WM 2018: Moskauer Hotels für zu hohe Preise bestraft

Zur Weltmeisterschaft hat der russische Verbraucherschutz Moskauer Hotels massive Preistreiberei bis hin zum Sechsfachen des Normaltarifs vorgeworfen. Einzelne Hotels hätten für eine Nacht während der WM diesen Sommer rund 570 Prozent mehr als üblich verlangt.

Das teilte die Behörde Rospotrebnadsor am Dienstag mit. Nach der Überprüfung von mehr als 700 Hotels und Pensionen seien Strafen im Gesamtwert von umgerechnet rund 88.000 Euro gegen 198 juristische Personen sowie 181 Einzelpersonen ausgesprochen worden.

Den Hotels wurden demnach auch Verstöße gegen die Sanitärvorschriften und Verbraucherrechte vorgeworfen.
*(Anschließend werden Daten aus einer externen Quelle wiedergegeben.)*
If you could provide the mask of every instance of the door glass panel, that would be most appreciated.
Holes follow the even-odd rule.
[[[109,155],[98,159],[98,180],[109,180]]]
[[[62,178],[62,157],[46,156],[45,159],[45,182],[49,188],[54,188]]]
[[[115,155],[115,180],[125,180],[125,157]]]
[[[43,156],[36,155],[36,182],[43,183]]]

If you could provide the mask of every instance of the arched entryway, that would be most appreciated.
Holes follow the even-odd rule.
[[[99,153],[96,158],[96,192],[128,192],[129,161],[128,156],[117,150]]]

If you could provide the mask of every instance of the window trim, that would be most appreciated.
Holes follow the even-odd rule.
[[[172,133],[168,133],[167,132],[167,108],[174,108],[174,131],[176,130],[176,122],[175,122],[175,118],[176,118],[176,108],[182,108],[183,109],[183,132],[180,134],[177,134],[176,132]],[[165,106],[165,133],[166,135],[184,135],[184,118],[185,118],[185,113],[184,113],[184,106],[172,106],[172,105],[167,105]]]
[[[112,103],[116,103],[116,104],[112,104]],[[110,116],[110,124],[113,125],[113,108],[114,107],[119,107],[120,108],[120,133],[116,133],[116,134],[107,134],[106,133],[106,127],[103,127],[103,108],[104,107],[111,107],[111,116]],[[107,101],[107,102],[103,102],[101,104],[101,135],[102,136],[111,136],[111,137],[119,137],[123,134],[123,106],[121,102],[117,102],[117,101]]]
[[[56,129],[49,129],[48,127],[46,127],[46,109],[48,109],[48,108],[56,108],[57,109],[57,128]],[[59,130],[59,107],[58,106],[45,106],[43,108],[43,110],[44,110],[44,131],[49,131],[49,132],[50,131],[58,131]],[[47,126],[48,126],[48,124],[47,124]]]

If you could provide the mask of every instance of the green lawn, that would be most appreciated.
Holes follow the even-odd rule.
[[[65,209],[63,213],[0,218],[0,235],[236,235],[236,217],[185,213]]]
Zudem wurden mehrere Hotels in der Ural-Metropole Jekaterinburg, dem östlichsten WM-Spielort, bestraft.

Fans und Medien hatten immer wieder über sprunghaften Preisanstieg vor der WM in Russland berichtet. Die Behörden hatten angekündigt, dagegen vorzugehen. Die WM wird vom 14. Juni bis 15. Juli in elf Städten gespielt. Russland stellt sich auf Hunderttausende Besucher ein.